How to Plan a Wedding with a Mixed Gender Bridal Party

So you’re getting married?

Before you get wrapped up in all the little details of planning the perfect wedding, you’ve got one BIG choice to make – who will stand with you during the ceremony?

Odds are you both want someone who’s dependable, someone who’s family whether or not they are related by blood. And if you really think about it, some of those people may just happen to be members of the opposite sex. Maybe the bride has a best friend who’s been the big brother she never had.

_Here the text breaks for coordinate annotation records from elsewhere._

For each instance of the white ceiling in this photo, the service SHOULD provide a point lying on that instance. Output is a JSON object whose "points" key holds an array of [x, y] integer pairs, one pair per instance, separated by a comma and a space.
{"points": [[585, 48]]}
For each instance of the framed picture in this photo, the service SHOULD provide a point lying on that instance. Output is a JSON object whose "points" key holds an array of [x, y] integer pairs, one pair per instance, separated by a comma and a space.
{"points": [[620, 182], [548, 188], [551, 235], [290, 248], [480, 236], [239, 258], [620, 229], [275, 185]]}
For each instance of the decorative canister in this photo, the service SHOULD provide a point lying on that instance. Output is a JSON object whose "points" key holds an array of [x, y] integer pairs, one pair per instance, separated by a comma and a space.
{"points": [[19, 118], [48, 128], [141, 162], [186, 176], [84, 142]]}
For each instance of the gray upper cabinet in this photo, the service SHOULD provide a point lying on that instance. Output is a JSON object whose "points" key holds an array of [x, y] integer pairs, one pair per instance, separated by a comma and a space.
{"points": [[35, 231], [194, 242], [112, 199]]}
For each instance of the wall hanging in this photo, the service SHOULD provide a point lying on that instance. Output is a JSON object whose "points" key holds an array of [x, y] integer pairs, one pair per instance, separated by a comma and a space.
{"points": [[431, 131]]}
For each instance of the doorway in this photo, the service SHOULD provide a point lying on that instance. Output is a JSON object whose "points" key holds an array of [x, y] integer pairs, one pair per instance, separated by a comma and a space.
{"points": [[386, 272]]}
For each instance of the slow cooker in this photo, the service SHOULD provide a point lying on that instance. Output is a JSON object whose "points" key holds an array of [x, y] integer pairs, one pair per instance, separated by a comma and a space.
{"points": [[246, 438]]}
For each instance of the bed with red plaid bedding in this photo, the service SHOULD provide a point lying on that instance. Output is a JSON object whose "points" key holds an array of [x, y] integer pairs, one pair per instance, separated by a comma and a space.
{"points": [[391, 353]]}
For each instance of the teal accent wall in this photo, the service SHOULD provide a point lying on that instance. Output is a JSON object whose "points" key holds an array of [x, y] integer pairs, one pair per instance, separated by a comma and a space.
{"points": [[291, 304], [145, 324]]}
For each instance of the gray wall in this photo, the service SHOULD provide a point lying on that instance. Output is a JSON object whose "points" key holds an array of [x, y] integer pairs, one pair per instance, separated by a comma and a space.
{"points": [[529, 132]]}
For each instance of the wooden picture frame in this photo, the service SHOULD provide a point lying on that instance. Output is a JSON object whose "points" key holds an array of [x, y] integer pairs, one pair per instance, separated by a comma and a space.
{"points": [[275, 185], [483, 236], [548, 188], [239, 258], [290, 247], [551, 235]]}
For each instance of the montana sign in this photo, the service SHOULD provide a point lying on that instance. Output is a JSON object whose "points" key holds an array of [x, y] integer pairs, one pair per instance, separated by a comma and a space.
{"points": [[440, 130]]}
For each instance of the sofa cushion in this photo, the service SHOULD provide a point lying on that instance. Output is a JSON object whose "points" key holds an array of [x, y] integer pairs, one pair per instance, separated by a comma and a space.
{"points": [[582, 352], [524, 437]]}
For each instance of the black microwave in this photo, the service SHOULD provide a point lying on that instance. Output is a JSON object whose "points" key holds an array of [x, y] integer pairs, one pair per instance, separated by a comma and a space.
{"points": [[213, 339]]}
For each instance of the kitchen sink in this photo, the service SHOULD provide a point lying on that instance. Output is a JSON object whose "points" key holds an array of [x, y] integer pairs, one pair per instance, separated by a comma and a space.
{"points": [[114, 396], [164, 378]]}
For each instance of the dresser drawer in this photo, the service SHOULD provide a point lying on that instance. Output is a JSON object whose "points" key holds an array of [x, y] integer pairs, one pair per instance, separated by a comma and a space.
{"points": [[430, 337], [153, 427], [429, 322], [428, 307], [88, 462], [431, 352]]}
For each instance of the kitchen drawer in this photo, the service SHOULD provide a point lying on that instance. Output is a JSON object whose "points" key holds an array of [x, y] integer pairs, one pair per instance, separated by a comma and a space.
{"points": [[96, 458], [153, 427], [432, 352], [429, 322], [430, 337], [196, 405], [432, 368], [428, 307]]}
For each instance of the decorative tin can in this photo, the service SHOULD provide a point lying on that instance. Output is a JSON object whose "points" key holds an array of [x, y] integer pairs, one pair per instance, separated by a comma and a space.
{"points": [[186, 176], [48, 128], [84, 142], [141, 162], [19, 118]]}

Perhaps the groom is super close with his sister and they do everything together.

Newly engaged couples are choosing the most important people in their lives to share their most important day, regardless of gender. To help honor those special relationships, a new trend is popping up in wedding planning – mixed gender bridal parties. They’re facing some difficulty though, and we are exploring why.

The Challenges of Change

Honor attendant, bridesman, groomswoman…no matter what you call these non-traditional wedding party members, if you choose a member of the opposite sex to stand with you on your big day, you may have to do a little extra work to ensure your wedding runs smoothly.

Attire – Having a non-traditional wedding party may be the end of your dreams of perfectly matched attendants. Do you want a woman on the groom’s side wearing a tux to match the rest of the guys? Would it be appropriate for a man on the bride’s side to dress like the other bridesmaids?
grey white and yellow bridal party with female groomsman
{ image credit : Kate Johansen }

You may have to change the bridal party clothing scheme to make it all work, like having a female groom’s attendant wear a slightly different color dress that matches the mens’ tuxes, or having a male bride’s attendant wear a different colored vest/tie to match the ladies.

Roles – Along with attire, gender roles will have to be considered. Take the time to sit down and think about who does what and when. By switching up the genders in your bridal party, you’ll also be changing some more traditional wedding roles. Is the bride OK with a male attendant holding her bouquet or helping her get dressed? Will the female groom’s attendant help the other groomsmen act as ushers?
green yellow and white bridal party with two male bridesmaids
{ image credit : Brian Cribb }

You may also have to explicitly tell the photographer that the bridal party choice was intentional and request they not reorganize according to gender.

Processional and recessional– Are you getting married in a church or temple? Some religions have a specific, proper order for the wedding processional. It’s a good idea to check with the wedding coordinator at your church or temple to see if you can mix it up.

Then, think about how everyone should enter. The old standby of male/female couples may no longer be an option depending on the makeup of your bridal party. Play with the order of entry and having attendants come in alone or with two others. If you find the appearance of an unbalanced party unappealing, have your attendants form a circle around you as the wedding ceremony starts. Then make sure to figure out how everyone will exit!

Most importantly, communication is key to keeping it all together. Once you’ve figured out how to incorporate your mixed-gender bridal party into your ceremony, explain what needs to happen and when, as well as who is responsible for what. You’ll find that your nearest and dearest are more than happy to share in your big day, even if it’s not so traditional.